North Korean leader King Jong-un and US President Donald Trump (Photo: AFP)


US Vice President Mike Pence has said that Washington will keep up economic and diplomatic pressure on North Korea to curb its nuclear and ballistic missile programs.

Pence made the remarks on Friday during a visit to an Air Force base in North Dakota, home to both B-52 bombers and intercontinental ballistic missiles, Xinhua news agency reported.

The US will continue to apply “economic and diplomatic pressure” so as to make Pyongyang “abandon its nuclear and ballistic missile programs,” Pence said.

He also warned “all options are on the table” and the US will defend itself “with military power that is effective and overwhelming” when it is forced to do so.

Meanwhile, visiting US Secretary of Defence James Mattis also on Friday in Seoul said that “his country seeks no war, but the denuclearisation of the Korean Peninsula”.

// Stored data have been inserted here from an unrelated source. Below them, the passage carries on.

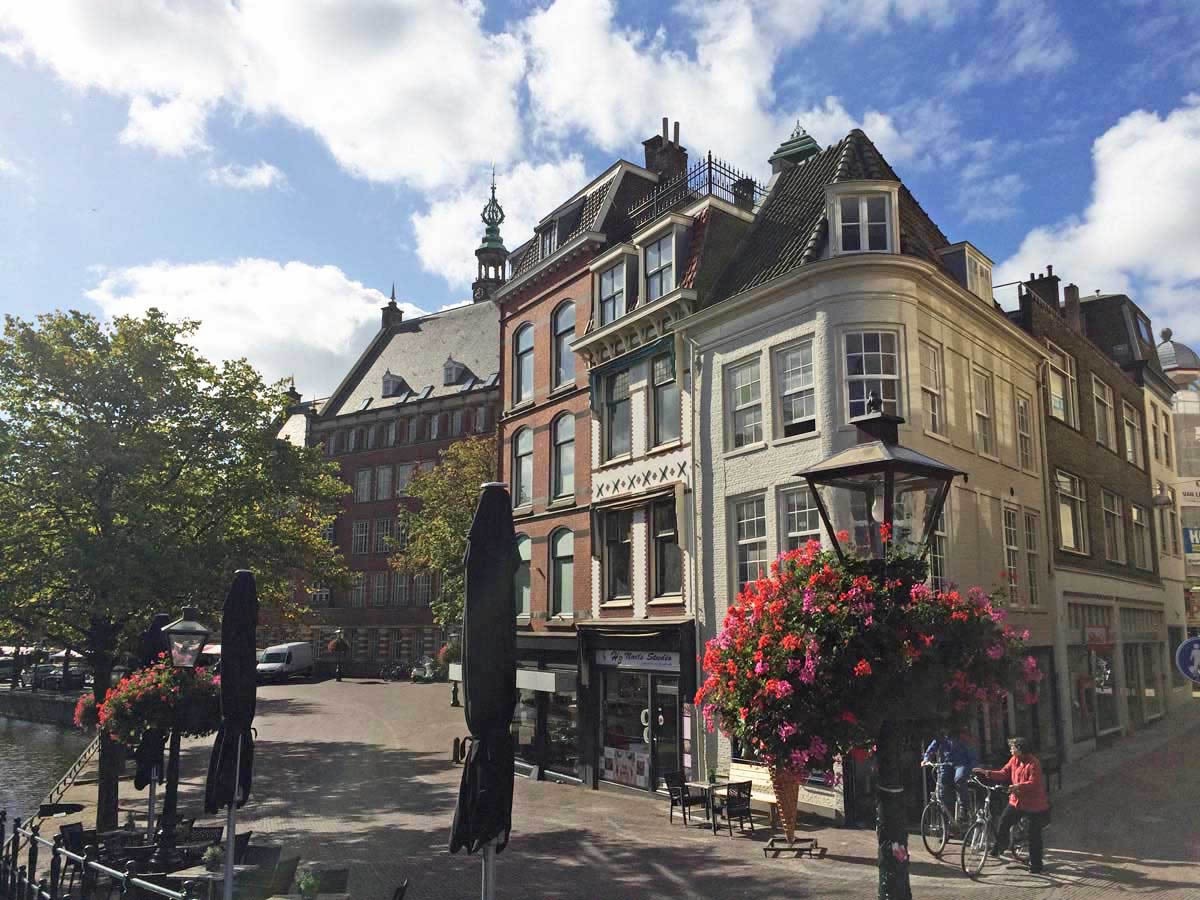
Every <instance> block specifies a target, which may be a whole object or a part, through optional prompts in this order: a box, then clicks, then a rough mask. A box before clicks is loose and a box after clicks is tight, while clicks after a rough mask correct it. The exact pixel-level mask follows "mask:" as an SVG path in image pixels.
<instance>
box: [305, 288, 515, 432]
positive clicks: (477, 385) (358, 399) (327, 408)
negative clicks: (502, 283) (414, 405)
mask: <svg viewBox="0 0 1200 900" xmlns="http://www.w3.org/2000/svg"><path fill="white" fill-rule="evenodd" d="M376 344H378V346H376ZM376 344H372V348H371V350H368V353H367V354H366V355H365V358H364V359H361V360H360V361H359V364H358V366H356V368H358V370H359V372H360V373H361V374H359V376H358V378H356V380H353V382H349V380H348V382H347V383H343V384H342V385H341V386H340V388H338V389H337V391H336V392H335V394H334V396H332V397H331V398H330V401H329V403H326V404H325V408H324V409H322V410H320V414H322V418H328V416H331V415H346V414H348V413H356V412H359V410H360V409H378V408H379V407H386V406H396V404H398V403H403V402H406V397H412V398H421V400H424V398H426V397H443V396H449V395H451V394H462V392H463V391H467V390H480V389H485V388H490V386H491V385H492V384H494V378H496V374H497V372H498V371H499V367H500V365H499V364H500V349H499V348H500V320H499V312H498V311H497V308H496V305H494V304H491V302H479V304H468V305H466V306H455V307H451V308H449V310H443V311H442V312H434V313H430V314H428V316H421V317H420V318H415V319H404V320H403V322H402V323H400V324H398V325H395V326H392V329H390V334H389V332H382V334H380V335H377V337H376ZM448 356H454V360H455V361H456V362H458V364H461V365H463V366H466V367H467V371H468V372H469V376H466V377H467V380H466V382H464V383H461V384H443V371H442V367H443V365H444V364H445V361H446V358H448ZM389 371H390V372H391V373H392V374H394V376H400V377H401V378H403V379H404V384H407V385H408V388H409V390H410V391H412V395H406V396H396V397H384V396H383V376H384V373H385V372H389ZM353 374H354V373H352V376H353ZM470 376H474V382H472V380H470ZM366 401H370V403H367V404H366V406H364V403H365V402H366Z"/></svg>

The comments from the top Trump administration officials comes days before President Donald Trump’s Asia trip which is slated for November 3-14.

It would be his first trip to the region since assuming office, during which he would visit South Korea.

North Korea conducted its sixth nuclear test early in September and a series of ballistic missile launches in recent months.

In response, the UN Security Council adopted a new resolution toughening sanctions on Pyongyang over its most powerful nuclear detonation.